Erupsi Gunung Agung Picu Hujan Abu, Bali Disebut Masih Aman

Arif Hulwan Muzayyin, CNN Indonesia | Selasa, 01/05/2018 09:45 WIB
Erupsi Gunung Agung Picu Hujan Abu, Bali Disebut Masih Aman Seorang warga menikmati pemandangan erupsi Gunung Agung, November 2017. (CNN Indonesia/Andry Novelino)
Jakarta, CNN Indonesia -- Gunung Agung, Bali, disebut mengalami erupsi pada Senin (30/4) pukul 22.45 WIB. Tinggi kolom abu mencapai 1.500 meter. Namun, Bali disebut masih dalam kondisi aman.

"Meski erupsi masyarakat tetap tenang. Hujan abu tipis di Sawan Singaraja. Tidak ada masyarakat yang mengungsi.
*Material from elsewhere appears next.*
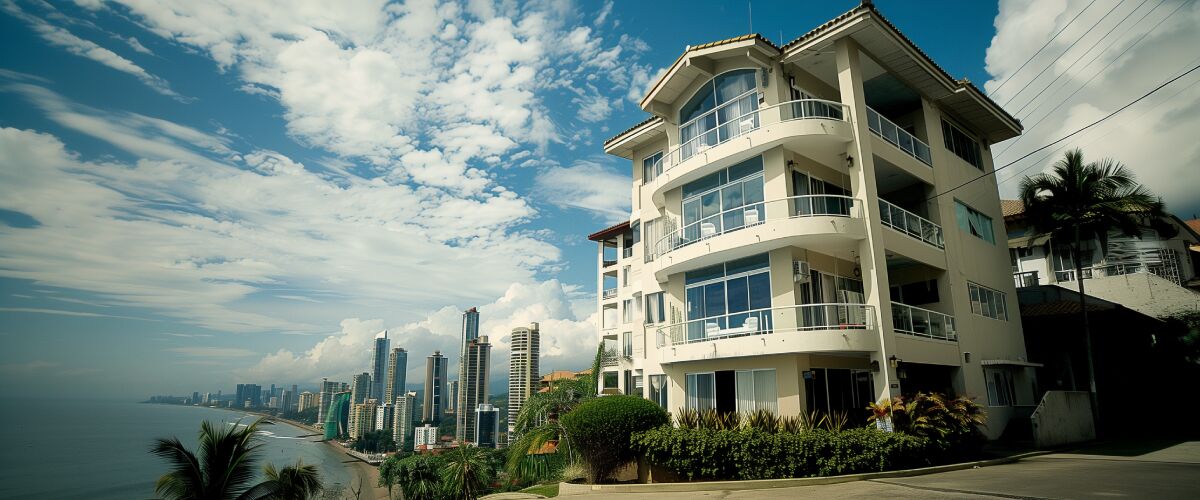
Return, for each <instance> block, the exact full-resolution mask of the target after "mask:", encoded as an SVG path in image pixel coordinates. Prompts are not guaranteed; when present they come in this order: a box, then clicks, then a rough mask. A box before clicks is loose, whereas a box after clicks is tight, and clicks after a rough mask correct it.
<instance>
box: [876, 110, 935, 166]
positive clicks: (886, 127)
mask: <svg viewBox="0 0 1200 500" xmlns="http://www.w3.org/2000/svg"><path fill="white" fill-rule="evenodd" d="M866 127H868V128H870V129H871V132H875V134H876V135H878V137H881V138H883V140H887V141H888V143H892V144H893V145H895V146H896V147H900V150H901V151H904V152H906V153H908V156H911V157H913V158H917V159H920V162H922V163H924V164H926V165H930V167H932V165H934V159H932V157H931V156H930V155H929V144H925V143H924V141H922V140H920V139H918V138H917V137H916V135H913V134H911V133H908V131H906V129H904V128H900V126H899V125H896V124H894V122H893V121H892V120H888V118H887V116H883V115H881V114H880V112H876V110H874V109H871V108H869V107H868V108H866Z"/></svg>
Kondisi Bali aman dan tetap nyaman," ungkap Kepala Pusat Data Informasi dan Humas Badan Nasional Penanggulangan Bencana (BNPB) Sutopo Purwo Nugroho, melalui pesan singkat, Selasa (1/5) pagi.
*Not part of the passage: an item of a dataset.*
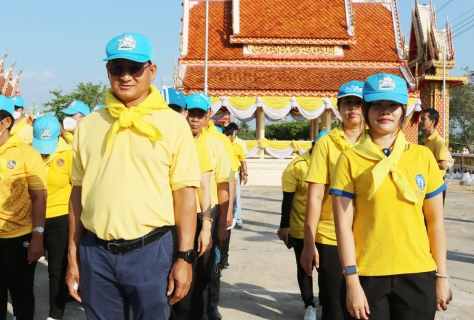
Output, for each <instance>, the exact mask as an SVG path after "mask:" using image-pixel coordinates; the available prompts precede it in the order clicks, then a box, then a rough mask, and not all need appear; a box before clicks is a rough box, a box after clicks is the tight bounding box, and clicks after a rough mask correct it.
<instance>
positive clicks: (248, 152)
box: [234, 136, 249, 156]
mask: <svg viewBox="0 0 474 320" xmlns="http://www.w3.org/2000/svg"><path fill="white" fill-rule="evenodd" d="M234 143H237V144H238V145H239V146H241V147H242V150H243V151H244V156H247V153H249V151H248V150H247V145H246V144H245V141H244V140H242V139H240V138H239V137H237V136H236V137H235V140H234Z"/></svg>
Berdasarkan keterangan Pos Pengamatan Gunung Agung Pusat Vulkanologi dan Mitigasi Bencana Geologi (PVMBG), lanjut Sutopo, erupsi itu membuat gempa selama 172 detik dengan amplitudo maksimum 23 milimeter.

"Erupsi hanya sesaat. Tidak ada erupsi susulan. Angin mengarah ke Barat," ujar Sutopo.

Meski begitu, pihaknya menyebut kategori peringatan penerbangan atau Volcano Observatory Notice for Aviation (VONA) ada pada level oranye. Artinya, masih perlu diwaspadai.

"Pagi ini Gunung Agung nampak cerah. Tidak ada asap keluar dari puncak kawah. Kondisi kegempaan dan vulkanik masih aman," ungkapnya.

Sutopo mengatakan kondisi Gunung Agung yang masih mengalami erupsi masih terbilang wajar.

"Namanya gunung api status Siaga [level 3] masih dimungkinkan terjadi erupsi. Tapi tidak membahayakan selama masyarakat berada di luar radius 4 km. Jadi, Bali tetap aman," ucap dia.

Sebelumnya, Gunung Agung mengalami erupsi pada Selasa (13/2) dengan tinggi kolom abu sekitar 1.500 m. Usai erupsi, hujan abu tipis terjadi di Dusun Pandan Sari, Desa Dukuh, Kecamatan Kubu, Karangasem, Bali.